Pour en avoir le cœur net, l’Institut de l’élevage, en partenariat avec la ferme expérimentale de Derval (chambre d’agriculture de Loire-Atlantique), a mené une double expérimentation afin de vérifier deux hypothèses. Un : « lors du stockage, la quantité d’azote qui percole à travers le tas de fumier suite aux épisodes pluvieux est minime ». Deux : « La couverture végétalisée du sol réduit la percolation sous le tas ». Et, disons-le tout de suite, elles se sont avérées justes : les pertes d’azote sous un tas de fumier sont minimes.

Des expérimentations sur quatre mois d'hiver

Ces expérimentations ont été réalisées avec du fumier issu de la litière accumulée des génisses stocké plus de deux mois dans le bâtiment et la fumière couverte. Pour tester la première hypothèse, trois tas d’environ 5 tonnes, réalisés selon un protocole identique, ont été disposés sur trois aires de stockage délimitées confectionnées à partir de bâches imperméables et reliées à un dispositif de récupération des lixiviats (écoulements provenant de la pluie tombant sur les tas de fumier). L’expérimentation a duré près de quatre mois, de fin novembre à fin mars, pendant lesquels les tas ont reçu 275 mm de pluie. Chaque tas contenait en moyenne 44 kilos d’azote et a perdu au cours de ces quatre mois 860 grammes d’azote soit moins de 2 %.

 

 

 

Le second dispositif a consisté à évaluer les pertes d’azote sous des tas de fumier stockés au champ sur un couvert végétal. Trois tas de fumier d’environ 8 tonnes ont été disposés sur une parcelle en herbe et trois sur une parcelle en moutarde blanche (Cipan) pendant la même période de quatre mois d’hiver. Chacun occupait une surface de 18 m2. Les reliquats d’azote ont été mesurés dans deux horizons du sol (0-30 cm et 30-60 cm) avant le dépôt au champ et après la reprise du fumier et comparés à un témoin sans fumier.

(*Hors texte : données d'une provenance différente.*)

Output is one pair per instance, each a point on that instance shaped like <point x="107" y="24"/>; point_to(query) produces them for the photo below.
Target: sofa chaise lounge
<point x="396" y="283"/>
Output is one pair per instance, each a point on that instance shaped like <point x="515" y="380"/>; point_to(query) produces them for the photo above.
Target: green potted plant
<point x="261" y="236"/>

Moins de 1 % d’azote transféré au sol

Les teneurs en azote augmentent sous les tas de fumier et se répartissent différemment selon le couvert végétal. Sous la prairie, 85 % de l’azote minéral reste dans le premier horizon contre 62 % sous Cipan. Mais, au final, sur les 59 kilos d’azote contenus en moyenne dans chaque tas, 350 grammes seulement sont transférés au sol soit 0,6 %. Ramené à l’échelle d’un champ, pour un tas de 60 tonnes stocké sur un couvert végétal et destiné à amender deux hectares, cela représente un transfert au sol de moins de 3 kilos. Et, qui plus est, c’est de l’azote qui sera récupéré par la culture suivante.

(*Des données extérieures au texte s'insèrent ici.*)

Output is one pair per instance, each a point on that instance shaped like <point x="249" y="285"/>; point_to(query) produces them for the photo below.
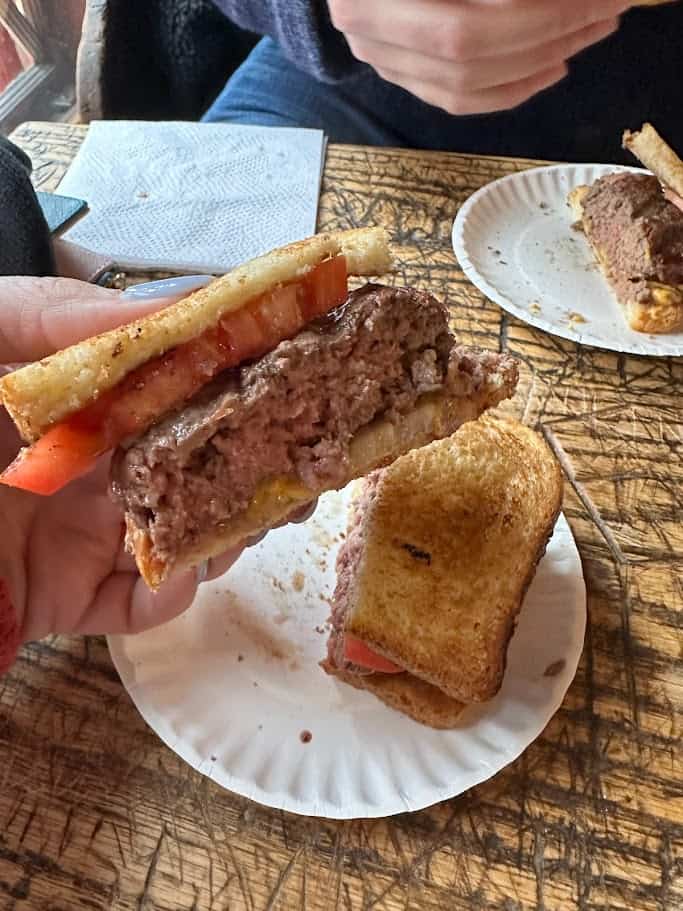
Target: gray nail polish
<point x="167" y="287"/>
<point x="202" y="572"/>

« La couverture végétale, et notamment la prairie sécurise le transfert de l’azote inorganique via le compartiment sol. Au final, cette expérimentation montre que le stockage du fumier compact ou très compact en andain au champ après deux mois de maturation en bâtiment ou sur un ouvrage de stockage ne présente pas de risque de pollution ponctuelle nitrique », conclut Sylvain Foray, de l’Institut de l’élevage et auteur de l’étude.

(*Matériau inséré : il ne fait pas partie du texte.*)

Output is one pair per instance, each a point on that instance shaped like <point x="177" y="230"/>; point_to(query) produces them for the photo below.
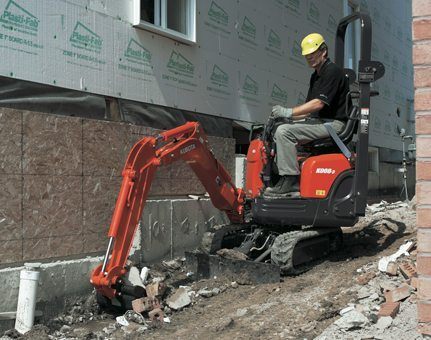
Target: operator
<point x="326" y="102"/>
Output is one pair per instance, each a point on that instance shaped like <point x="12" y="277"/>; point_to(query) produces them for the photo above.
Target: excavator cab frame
<point x="346" y="199"/>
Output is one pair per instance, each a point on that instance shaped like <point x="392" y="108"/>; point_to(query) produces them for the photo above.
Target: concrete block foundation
<point x="168" y="227"/>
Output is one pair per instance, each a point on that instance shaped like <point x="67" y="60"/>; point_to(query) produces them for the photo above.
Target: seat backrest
<point x="352" y="123"/>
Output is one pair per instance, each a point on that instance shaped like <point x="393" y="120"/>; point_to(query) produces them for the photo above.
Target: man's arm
<point x="298" y="112"/>
<point x="307" y="108"/>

Des pertes d’azote par émissions gazeuses

Si les pertes d’azote par lixiviation sont très limitées, en revanche, des émissions gazeuses se produisent lors du stockage du fumier au champ. Une étude plus ancienne (Emafum) les avait quantifiées. Pour un stockage classique, les pertes gazeuses se produisent majoritairement (24 %) sous forme de diazote (N2), sans danger pour l’environnement, et à hauteur de 12 % sous forme d’ammoniac, qui contribue à la formation de particules fines. Elles ont lieu essentiellement pendant la première semaine. Les émissions de protoxyde d’azote (N2O), puissant gaz à effet de serre, sont insignifiantes.

Les plus lus

<em class="placeholder">Pascal Goetz, éleveur dans le Bas-Rhin</em>
Stress thermique : « Notre production laitière ne baisse quasiment plus en été grâce au douchage », dans le Bas-Rhin

Pascal Goetz, éleveur dans le Bas-Rhin, installé en traite en traite robotisée, a mis en place un dispositif de douchage…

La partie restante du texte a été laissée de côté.